[国内金融情勢]
(1)長期金利一段と上昇(11/10日経) ***
10年債利回りは約1ヶ月で0.2%以上も上がった。単純計算で国債の利払い費が、1ヶ月で3000億円以上も膨らんだことになる。 長期金利が上がると、定期預金金利も上がり消費者にメリットがある反面、企業向け貸出金利や住宅ローン金利も押し上げるため、景気に冷水を浴びせる可能性がある。財政不安に根ざした悪い金利上昇となると、長期債務を抱える企業の株価が低迷するなどの副作用も懸念される。今のところ、膨張型予算への市場の不安は消えない。
今後の節目は、今年度で最も金利が高かった6月の1.56%だ。足元の金利水準は、景気回復に水を差す危険水域に入りつつあるとの見方は、市場に共通する。
[ユーロ圏経済]
(1)ユーロ圏1年半ぶりプラス成長、政府・外需頼み(11/14日経) ***
7〜9月期に、1年半ぶりのプラス成長を記録したユーロ圏で、主要3カ国の独仏伊の復調が目立ってきた。財政出動が景気を底上げしているところに、輸出が伸びたためだ。景気後退局面から脱した格好だが、本格回復には、なお時間がかかると見られる。各国は、雇用悪化など先行きへの警戒感を崩していない。
仏ルノーの10月の販売台数は、前年同月比で3割増を記録した。買い替え補助金制度が販売を後押しし、これまでの売れ筋の小型車より一回り大きい中級車の販売が伸びている。

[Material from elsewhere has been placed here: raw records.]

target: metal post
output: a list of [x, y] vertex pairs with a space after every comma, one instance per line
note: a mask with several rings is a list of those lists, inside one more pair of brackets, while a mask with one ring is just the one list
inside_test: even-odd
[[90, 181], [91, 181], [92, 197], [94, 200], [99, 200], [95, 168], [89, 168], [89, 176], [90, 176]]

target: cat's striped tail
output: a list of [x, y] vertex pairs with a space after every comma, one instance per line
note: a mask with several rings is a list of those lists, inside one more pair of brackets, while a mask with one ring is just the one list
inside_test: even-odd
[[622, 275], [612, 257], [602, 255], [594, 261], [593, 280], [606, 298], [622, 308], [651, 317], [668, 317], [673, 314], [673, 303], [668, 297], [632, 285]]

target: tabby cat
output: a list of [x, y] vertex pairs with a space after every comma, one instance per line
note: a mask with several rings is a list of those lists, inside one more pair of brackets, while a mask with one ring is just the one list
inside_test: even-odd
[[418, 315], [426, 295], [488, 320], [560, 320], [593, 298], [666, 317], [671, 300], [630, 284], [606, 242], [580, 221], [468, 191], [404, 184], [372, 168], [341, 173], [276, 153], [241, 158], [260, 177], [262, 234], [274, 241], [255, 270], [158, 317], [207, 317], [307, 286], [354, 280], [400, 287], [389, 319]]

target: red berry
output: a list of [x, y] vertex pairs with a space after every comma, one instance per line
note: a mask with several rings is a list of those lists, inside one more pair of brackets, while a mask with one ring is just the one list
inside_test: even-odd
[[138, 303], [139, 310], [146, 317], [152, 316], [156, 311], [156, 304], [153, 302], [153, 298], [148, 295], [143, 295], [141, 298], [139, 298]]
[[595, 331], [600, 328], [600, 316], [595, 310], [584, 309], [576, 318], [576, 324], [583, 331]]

政府の後押しに加え、外需も成長の原動力に回帰しつつある。欧州経済を左右するドイツの9月の輸出は、前月比3.8%増だ。輸出産業は、成長が見込めるアジアや南米などの新興国市場の開拓に動く。欧州主要国の景況感の回復は、これらの国々への輸出を通じ、中小国の回復にもつながる。主要3カ国に牽引されるチェコ、スロバキア、ポーランドなどの回復が目立つ。中東欧は国際支援も効いており、EUなどの支援は中東欧のGDPを2〜3%押し上げると見られる。
主要国は、買い替え補助金制度などの景気対策が打ち切られた後の反動減を懸念する。また、外需も主な貿易相手国であるロシアの不振で、中国などに依存する状態だ。ドイツの貿易関連の業界団体は、08年の水準を回復するのは早くても12年になってからと先行きを楽観視していない。
また、各国は、失業率上昇のため個人消費が下ぶれするのを防ぐために、雇用対策に目を配り失業者の増加を防ごうとしている。